I would say answer low volume. I was kind of wondering the same thing, but also what the raw FTP watts are compared to what Volume plan people are doing. I’m actually right where you are I could do mid volume but I have time to do lower volume and 4+ hours of endurance.

Maybe, w/kg would be more interesting?

7 Likes

Likely “both” is the best since there are reasons each matters more.

3 Likes

They have another thread on here about that, I always wondered if you could tap out on the amount of raw watts for your FTP with a low volume plan even with lots of added endurance.

Going by the graphs from above thread, it seems low volume can only make the average user get just above 300 watts for their ftp. Sure there’s a lot that can come in to play with genetics, rest, weight, added rides, etc.
maybe I just opened another rabbit hole :man_facepalming:

I did MV. Reached “only” 240 watt.
This means 4w/kg. 300 is not achievable for me.

1 Like

That’s what the data analysis tools are for.

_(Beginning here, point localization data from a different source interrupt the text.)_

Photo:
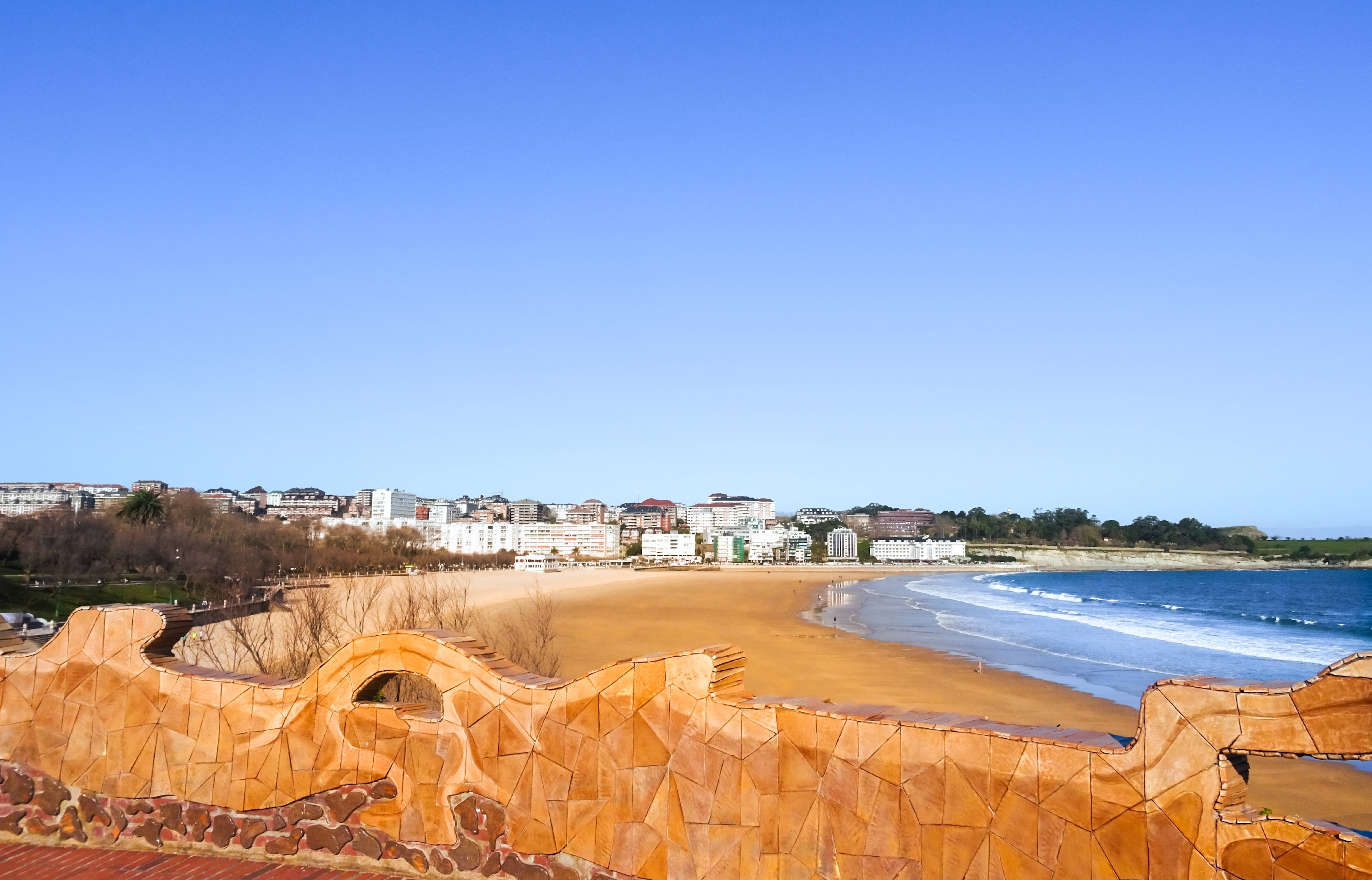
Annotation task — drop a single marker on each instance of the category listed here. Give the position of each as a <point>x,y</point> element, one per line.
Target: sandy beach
<point>610,616</point>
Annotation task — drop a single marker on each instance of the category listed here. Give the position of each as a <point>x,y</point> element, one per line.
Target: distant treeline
<point>210,554</point>
<point>1068,525</point>
<point>1064,525</point>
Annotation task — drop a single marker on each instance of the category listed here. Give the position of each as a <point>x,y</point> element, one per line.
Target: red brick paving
<point>40,863</point>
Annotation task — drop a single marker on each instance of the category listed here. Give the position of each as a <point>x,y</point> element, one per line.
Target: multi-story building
<point>670,547</point>
<point>859,522</point>
<point>95,496</point>
<point>585,539</point>
<point>393,504</point>
<point>758,509</point>
<point>527,511</point>
<point>916,550</point>
<point>648,518</point>
<point>499,506</point>
<point>538,562</point>
<point>23,499</point>
<point>588,513</point>
<point>795,550</point>
<point>307,503</point>
<point>842,546</point>
<point>482,539</point>
<point>774,544</point>
<point>678,511</point>
<point>444,511</point>
<point>223,500</point>
<point>903,524</point>
<point>730,548</point>
<point>717,515</point>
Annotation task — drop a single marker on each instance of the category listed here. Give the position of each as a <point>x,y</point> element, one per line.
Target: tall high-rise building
<point>842,546</point>
<point>393,504</point>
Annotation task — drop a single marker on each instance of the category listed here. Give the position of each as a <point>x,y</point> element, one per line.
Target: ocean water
<point>1113,633</point>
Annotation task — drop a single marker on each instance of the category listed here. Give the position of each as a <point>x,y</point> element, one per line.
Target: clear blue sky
<point>1015,256</point>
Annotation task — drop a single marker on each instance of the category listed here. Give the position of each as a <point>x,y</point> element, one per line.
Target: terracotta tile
<point>1338,714</point>
<point>1271,723</point>
<point>1072,800</point>
<point>920,749</point>
<point>1005,762</point>
<point>827,739</point>
<point>884,758</point>
<point>691,673</point>
<point>799,826</point>
<point>961,848</point>
<point>1174,750</point>
<point>972,754</point>
<point>1017,823</point>
<point>1016,864</point>
<point>1073,854</point>
<point>927,794</point>
<point>840,784</point>
<point>650,680</point>
<point>962,802</point>
<point>1213,713</point>
<point>763,768</point>
<point>1126,845</point>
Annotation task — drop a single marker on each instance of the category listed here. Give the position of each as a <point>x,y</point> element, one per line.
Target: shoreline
<point>761,611</point>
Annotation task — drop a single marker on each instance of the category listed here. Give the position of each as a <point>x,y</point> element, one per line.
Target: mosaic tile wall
<point>660,768</point>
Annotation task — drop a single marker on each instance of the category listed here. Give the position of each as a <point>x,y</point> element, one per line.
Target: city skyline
<point>1009,257</point>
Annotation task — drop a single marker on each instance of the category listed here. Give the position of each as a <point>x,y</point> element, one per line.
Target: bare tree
<point>526,633</point>
<point>359,599</point>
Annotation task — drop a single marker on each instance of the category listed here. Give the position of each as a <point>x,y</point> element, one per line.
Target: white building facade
<point>842,546</point>
<point>393,504</point>
<point>586,539</point>
<point>916,550</point>
<point>21,499</point>
<point>670,547</point>
<point>482,539</point>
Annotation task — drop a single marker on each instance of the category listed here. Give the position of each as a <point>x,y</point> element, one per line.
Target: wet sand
<point>630,614</point>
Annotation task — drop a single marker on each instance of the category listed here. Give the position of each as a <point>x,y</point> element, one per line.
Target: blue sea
<point>1113,633</point>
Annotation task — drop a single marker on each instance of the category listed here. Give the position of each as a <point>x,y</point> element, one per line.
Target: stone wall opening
<point>1281,787</point>
<point>408,690</point>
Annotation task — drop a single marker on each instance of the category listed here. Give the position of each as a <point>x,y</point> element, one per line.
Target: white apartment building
<point>20,499</point>
<point>485,539</point>
<point>670,547</point>
<point>811,515</point>
<point>715,517</point>
<point>842,546</point>
<point>393,504</point>
<point>586,539</point>
<point>758,509</point>
<point>774,544</point>
<point>444,511</point>
<point>916,550</point>
<point>538,562</point>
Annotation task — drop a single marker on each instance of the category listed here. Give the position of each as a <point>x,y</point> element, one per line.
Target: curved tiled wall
<point>660,768</point>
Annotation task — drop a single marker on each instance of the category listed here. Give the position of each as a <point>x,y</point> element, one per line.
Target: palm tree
<point>142,507</point>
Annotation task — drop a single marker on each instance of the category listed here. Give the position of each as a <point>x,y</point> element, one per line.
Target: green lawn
<point>1319,548</point>
<point>47,603</point>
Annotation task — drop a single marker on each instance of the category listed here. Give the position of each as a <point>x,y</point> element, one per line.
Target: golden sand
<point>607,617</point>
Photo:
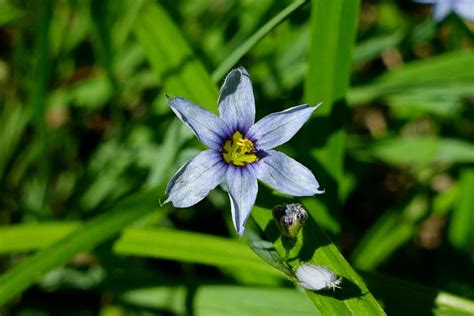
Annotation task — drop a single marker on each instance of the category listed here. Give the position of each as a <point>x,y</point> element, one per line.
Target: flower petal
<point>193,181</point>
<point>279,127</point>
<point>286,175</point>
<point>242,189</point>
<point>208,127</point>
<point>236,101</point>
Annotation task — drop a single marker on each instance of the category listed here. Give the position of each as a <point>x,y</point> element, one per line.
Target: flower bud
<point>314,277</point>
<point>290,218</point>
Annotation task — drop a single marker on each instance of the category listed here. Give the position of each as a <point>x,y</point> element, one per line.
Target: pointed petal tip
<point>168,200</point>
<point>243,71</point>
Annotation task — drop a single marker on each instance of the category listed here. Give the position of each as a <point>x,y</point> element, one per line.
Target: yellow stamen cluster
<point>238,150</point>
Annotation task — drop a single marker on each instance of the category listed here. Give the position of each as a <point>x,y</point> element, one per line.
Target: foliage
<point>88,143</point>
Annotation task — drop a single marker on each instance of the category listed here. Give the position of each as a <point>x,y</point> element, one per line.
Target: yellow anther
<point>238,150</point>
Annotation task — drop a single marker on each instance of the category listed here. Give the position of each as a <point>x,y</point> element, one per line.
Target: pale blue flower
<point>441,8</point>
<point>240,151</point>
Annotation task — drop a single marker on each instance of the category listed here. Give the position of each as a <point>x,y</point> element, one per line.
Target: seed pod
<point>315,277</point>
<point>290,218</point>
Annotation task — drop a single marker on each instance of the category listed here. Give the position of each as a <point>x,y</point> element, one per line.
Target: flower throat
<point>238,150</point>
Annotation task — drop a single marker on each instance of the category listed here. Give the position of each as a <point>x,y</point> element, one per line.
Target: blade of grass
<point>388,234</point>
<point>86,237</point>
<point>190,247</point>
<point>440,69</point>
<point>172,58</point>
<point>327,79</point>
<point>400,297</point>
<point>313,245</point>
<point>209,300</point>
<point>26,237</point>
<point>238,53</point>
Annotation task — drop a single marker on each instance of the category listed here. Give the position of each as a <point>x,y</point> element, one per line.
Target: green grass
<point>88,143</point>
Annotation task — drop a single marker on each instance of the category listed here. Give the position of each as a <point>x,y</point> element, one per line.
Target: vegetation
<point>88,144</point>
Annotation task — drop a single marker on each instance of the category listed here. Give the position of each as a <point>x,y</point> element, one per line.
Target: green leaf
<point>223,300</point>
<point>438,70</point>
<point>407,298</point>
<point>172,58</point>
<point>26,237</point>
<point>190,247</point>
<point>313,246</point>
<point>461,233</point>
<point>9,13</point>
<point>238,53</point>
<point>327,79</point>
<point>423,150</point>
<point>86,237</point>
<point>391,231</point>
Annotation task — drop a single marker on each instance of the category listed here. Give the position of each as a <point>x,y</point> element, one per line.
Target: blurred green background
<point>87,144</point>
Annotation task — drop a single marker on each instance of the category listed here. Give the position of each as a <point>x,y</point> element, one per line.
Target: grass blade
<point>238,53</point>
<point>26,237</point>
<point>86,237</point>
<point>312,245</point>
<point>172,58</point>
<point>182,246</point>
<point>327,78</point>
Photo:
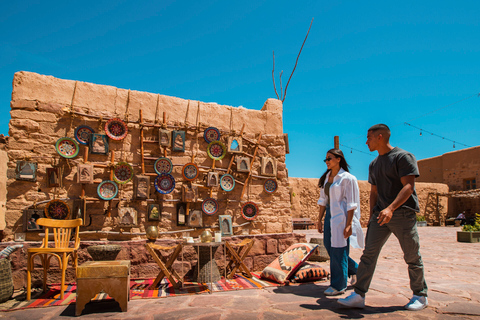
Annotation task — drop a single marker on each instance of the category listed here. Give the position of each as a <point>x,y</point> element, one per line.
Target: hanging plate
<point>164,183</point>
<point>107,190</point>
<point>57,209</point>
<point>116,129</point>
<point>67,147</point>
<point>249,210</point>
<point>210,206</point>
<point>190,171</point>
<point>227,182</point>
<point>82,134</point>
<point>122,173</point>
<point>163,165</point>
<point>216,150</point>
<point>211,134</point>
<point>270,186</point>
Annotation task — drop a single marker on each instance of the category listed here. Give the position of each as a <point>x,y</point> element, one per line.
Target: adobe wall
<point>305,193</point>
<point>41,114</point>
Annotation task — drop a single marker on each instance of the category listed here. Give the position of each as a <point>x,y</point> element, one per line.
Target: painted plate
<point>270,186</point>
<point>116,129</point>
<point>227,182</point>
<point>164,183</point>
<point>82,134</point>
<point>67,147</point>
<point>216,150</point>
<point>107,190</point>
<point>122,173</point>
<point>163,165</point>
<point>211,134</point>
<point>190,171</point>
<point>57,209</point>
<point>210,206</point>
<point>249,210</point>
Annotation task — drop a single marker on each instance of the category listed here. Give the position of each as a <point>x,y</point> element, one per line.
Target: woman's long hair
<point>343,164</point>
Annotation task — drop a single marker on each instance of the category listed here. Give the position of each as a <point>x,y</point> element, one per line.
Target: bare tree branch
<point>285,93</point>
<point>273,76</point>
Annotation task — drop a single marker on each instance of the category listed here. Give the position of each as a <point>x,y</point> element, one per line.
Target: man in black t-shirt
<point>393,203</point>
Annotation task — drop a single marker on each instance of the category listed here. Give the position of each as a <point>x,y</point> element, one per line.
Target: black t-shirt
<point>385,173</point>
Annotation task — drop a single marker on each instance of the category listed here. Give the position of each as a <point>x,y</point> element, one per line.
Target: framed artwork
<point>164,137</point>
<point>243,164</point>
<point>85,173</point>
<point>127,217</point>
<point>268,167</point>
<point>54,177</point>
<point>181,214</point>
<point>141,187</point>
<point>178,141</point>
<point>225,223</point>
<point>98,143</point>
<point>235,145</point>
<point>30,217</point>
<point>26,171</point>
<point>212,179</point>
<point>195,219</point>
<point>154,212</point>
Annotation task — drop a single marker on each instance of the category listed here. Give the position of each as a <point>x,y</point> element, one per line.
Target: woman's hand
<point>347,232</point>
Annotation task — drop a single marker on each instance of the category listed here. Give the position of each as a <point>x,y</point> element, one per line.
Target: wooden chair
<point>237,252</point>
<point>62,232</point>
<point>166,266</point>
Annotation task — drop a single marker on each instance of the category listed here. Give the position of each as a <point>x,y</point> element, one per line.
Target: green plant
<point>474,227</point>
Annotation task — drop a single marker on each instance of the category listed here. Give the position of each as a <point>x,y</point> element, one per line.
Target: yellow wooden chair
<point>62,232</point>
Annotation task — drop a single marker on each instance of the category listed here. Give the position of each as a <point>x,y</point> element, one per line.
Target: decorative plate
<point>107,190</point>
<point>82,134</point>
<point>216,150</point>
<point>164,183</point>
<point>57,209</point>
<point>67,147</point>
<point>211,134</point>
<point>116,129</point>
<point>210,206</point>
<point>227,182</point>
<point>122,173</point>
<point>249,210</point>
<point>190,171</point>
<point>270,186</point>
<point>163,165</point>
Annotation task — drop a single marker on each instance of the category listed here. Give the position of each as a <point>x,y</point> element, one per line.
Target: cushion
<point>309,272</point>
<point>285,265</point>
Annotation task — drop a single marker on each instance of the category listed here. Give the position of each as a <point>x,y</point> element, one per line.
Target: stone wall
<point>41,113</point>
<point>305,193</point>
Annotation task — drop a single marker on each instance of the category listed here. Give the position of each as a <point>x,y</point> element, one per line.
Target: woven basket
<point>321,253</point>
<point>6,281</point>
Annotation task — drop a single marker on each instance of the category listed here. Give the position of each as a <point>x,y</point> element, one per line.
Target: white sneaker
<point>417,303</point>
<point>333,292</point>
<point>354,300</point>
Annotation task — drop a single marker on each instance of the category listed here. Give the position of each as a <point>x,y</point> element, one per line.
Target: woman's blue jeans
<point>341,265</point>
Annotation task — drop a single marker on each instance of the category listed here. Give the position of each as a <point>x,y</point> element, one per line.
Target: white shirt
<point>344,196</point>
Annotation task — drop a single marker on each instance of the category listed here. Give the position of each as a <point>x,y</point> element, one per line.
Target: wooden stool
<point>111,277</point>
<point>166,269</point>
<point>237,252</point>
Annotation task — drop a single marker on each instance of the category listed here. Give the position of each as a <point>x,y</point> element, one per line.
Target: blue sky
<point>365,62</point>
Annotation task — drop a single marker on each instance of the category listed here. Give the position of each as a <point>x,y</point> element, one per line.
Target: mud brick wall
<point>305,194</point>
<point>41,113</point>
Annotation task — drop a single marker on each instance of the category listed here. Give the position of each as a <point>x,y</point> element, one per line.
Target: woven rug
<point>139,289</point>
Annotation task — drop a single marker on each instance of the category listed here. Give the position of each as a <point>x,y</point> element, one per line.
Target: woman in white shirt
<point>340,200</point>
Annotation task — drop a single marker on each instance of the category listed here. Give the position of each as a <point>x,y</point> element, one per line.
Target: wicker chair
<point>62,232</point>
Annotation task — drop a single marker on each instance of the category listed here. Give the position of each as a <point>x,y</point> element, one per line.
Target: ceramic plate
<point>67,147</point>
<point>107,190</point>
<point>164,183</point>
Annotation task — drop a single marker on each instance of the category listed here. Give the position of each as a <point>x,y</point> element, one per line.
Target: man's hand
<point>385,216</point>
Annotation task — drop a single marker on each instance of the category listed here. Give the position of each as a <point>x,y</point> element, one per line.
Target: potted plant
<point>470,233</point>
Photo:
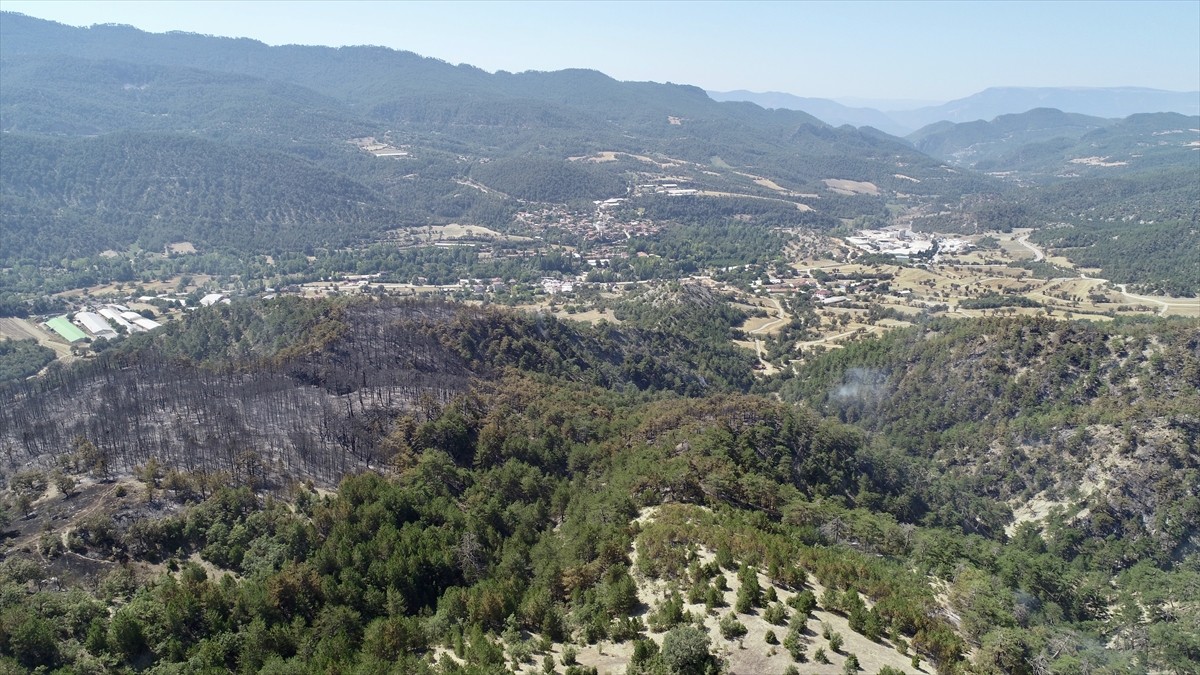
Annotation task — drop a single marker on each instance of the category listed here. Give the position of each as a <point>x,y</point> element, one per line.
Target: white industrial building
<point>115,317</point>
<point>95,324</point>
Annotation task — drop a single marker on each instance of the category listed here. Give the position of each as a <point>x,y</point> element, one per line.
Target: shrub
<point>570,655</point>
<point>685,651</point>
<point>732,628</point>
<point>775,614</point>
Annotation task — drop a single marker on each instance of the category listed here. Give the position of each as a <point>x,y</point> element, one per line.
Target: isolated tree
<point>685,651</point>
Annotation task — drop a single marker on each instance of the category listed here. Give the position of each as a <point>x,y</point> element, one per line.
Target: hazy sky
<point>927,51</point>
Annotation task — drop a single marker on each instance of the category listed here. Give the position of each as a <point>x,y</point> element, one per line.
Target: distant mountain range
<point>989,103</point>
<point>1049,143</point>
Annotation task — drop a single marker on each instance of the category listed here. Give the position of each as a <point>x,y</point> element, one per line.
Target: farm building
<point>115,317</point>
<point>96,324</point>
<point>145,323</point>
<point>65,329</point>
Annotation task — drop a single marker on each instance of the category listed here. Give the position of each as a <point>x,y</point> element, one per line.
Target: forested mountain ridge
<point>1050,144</point>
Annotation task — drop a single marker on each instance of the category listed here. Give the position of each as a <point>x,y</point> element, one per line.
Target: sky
<point>857,52</point>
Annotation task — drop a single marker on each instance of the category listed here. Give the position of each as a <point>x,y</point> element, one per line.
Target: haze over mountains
<point>987,105</point>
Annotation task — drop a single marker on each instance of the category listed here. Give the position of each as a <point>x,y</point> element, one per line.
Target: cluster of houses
<point>903,243</point>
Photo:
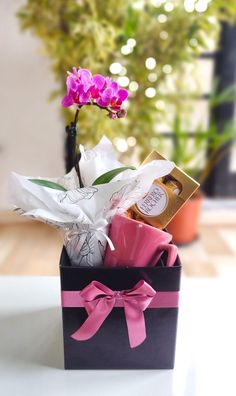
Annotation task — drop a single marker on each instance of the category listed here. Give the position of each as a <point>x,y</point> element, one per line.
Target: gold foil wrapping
<point>165,197</point>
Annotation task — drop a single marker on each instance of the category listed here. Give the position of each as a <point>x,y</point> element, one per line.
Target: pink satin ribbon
<point>99,300</point>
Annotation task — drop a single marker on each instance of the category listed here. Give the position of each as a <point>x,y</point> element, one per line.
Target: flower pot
<point>184,225</point>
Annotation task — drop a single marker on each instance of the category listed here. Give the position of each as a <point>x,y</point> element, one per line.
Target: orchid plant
<point>85,89</point>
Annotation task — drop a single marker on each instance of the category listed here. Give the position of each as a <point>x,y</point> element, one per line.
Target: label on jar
<point>154,203</point>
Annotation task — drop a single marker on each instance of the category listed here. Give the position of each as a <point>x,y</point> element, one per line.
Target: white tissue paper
<point>85,213</point>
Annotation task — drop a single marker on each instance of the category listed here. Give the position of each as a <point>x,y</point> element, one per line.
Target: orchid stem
<point>77,155</point>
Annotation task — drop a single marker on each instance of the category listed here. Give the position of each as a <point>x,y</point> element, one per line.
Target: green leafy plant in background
<point>148,45</point>
<point>189,150</point>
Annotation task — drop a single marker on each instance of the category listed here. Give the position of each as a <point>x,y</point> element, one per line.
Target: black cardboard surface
<point>109,348</point>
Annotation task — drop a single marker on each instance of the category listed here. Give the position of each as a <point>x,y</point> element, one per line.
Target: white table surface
<point>31,355</point>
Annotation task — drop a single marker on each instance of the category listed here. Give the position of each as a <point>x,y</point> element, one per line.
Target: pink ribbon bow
<point>99,301</point>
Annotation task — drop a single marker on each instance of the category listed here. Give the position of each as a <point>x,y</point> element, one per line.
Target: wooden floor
<point>33,248</point>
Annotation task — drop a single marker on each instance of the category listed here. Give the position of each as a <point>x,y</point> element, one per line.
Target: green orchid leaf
<point>47,183</point>
<point>108,176</point>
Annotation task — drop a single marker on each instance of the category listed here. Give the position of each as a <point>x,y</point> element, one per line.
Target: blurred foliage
<point>91,33</point>
<point>189,150</point>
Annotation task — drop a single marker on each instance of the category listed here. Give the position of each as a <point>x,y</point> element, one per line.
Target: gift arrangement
<point>120,273</point>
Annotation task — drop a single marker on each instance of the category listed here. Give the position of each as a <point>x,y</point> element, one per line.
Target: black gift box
<point>109,348</point>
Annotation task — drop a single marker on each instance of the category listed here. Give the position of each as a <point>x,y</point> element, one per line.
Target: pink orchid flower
<point>112,96</point>
<point>78,85</point>
<point>83,88</point>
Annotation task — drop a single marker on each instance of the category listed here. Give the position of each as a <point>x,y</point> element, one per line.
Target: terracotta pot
<point>184,225</point>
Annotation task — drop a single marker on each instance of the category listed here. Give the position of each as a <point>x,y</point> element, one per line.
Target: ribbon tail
<point>94,321</point>
<point>135,321</point>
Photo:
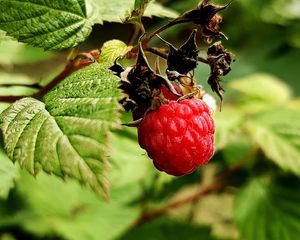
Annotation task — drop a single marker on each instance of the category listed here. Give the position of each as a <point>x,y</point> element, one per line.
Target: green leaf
<point>167,228</point>
<point>241,148</point>
<point>129,161</point>
<point>266,211</point>
<point>50,206</point>
<point>13,52</point>
<point>47,24</point>
<point>228,125</point>
<point>3,36</point>
<point>277,133</point>
<point>9,173</point>
<point>113,49</point>
<point>117,11</point>
<point>68,134</point>
<point>260,91</point>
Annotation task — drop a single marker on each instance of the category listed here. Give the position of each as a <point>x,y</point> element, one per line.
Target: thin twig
<point>157,52</point>
<point>219,184</point>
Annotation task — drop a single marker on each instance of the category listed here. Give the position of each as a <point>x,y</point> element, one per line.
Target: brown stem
<point>166,26</point>
<point>149,215</point>
<point>219,184</point>
<point>157,52</point>
<point>135,31</point>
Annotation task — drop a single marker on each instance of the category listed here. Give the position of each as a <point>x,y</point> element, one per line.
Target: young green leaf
<point>113,49</point>
<point>13,52</point>
<point>116,10</point>
<point>8,174</point>
<point>50,206</point>
<point>228,125</point>
<point>67,134</point>
<point>47,24</point>
<point>277,133</point>
<point>266,211</point>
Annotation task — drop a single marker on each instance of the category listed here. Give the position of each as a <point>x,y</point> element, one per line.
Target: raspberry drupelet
<point>178,136</point>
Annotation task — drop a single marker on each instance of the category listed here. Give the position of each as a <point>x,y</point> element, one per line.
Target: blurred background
<point>257,145</point>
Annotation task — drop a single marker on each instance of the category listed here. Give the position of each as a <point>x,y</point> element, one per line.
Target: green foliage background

More volume done long enough and the RIGHT WAY will eventually net you the most power. Without w/kg raw power is simply missing the requisite context. Why? Because a 90 kg rider pushing 300W is barely over 3w/kg…while the same power for a 60kg rider is 5w/kg…making the lighter cyclist far more fit than the heavier one.

2 Likes

Surprised to see that an FTP over 300 puts you near enough in the top third of TR users (based on 138 votes at this time).

I guess I imagined given that your average TR user is likely to be more ‘into’ cycling than the more general ‘leisure’ or newby cyclist that to get into the top third or this subset would require a big number (E.g. 350+)?

:thinking:

1 Like

It would be interesting to see how many respondents are Masters, how many use power meters that are/are not known for their accuracy, and wt/kg.

Without those things (and I’m sure I’ve missed a few), along with not knowing how much people are modifying plans, the poll really doesn’t tell us much.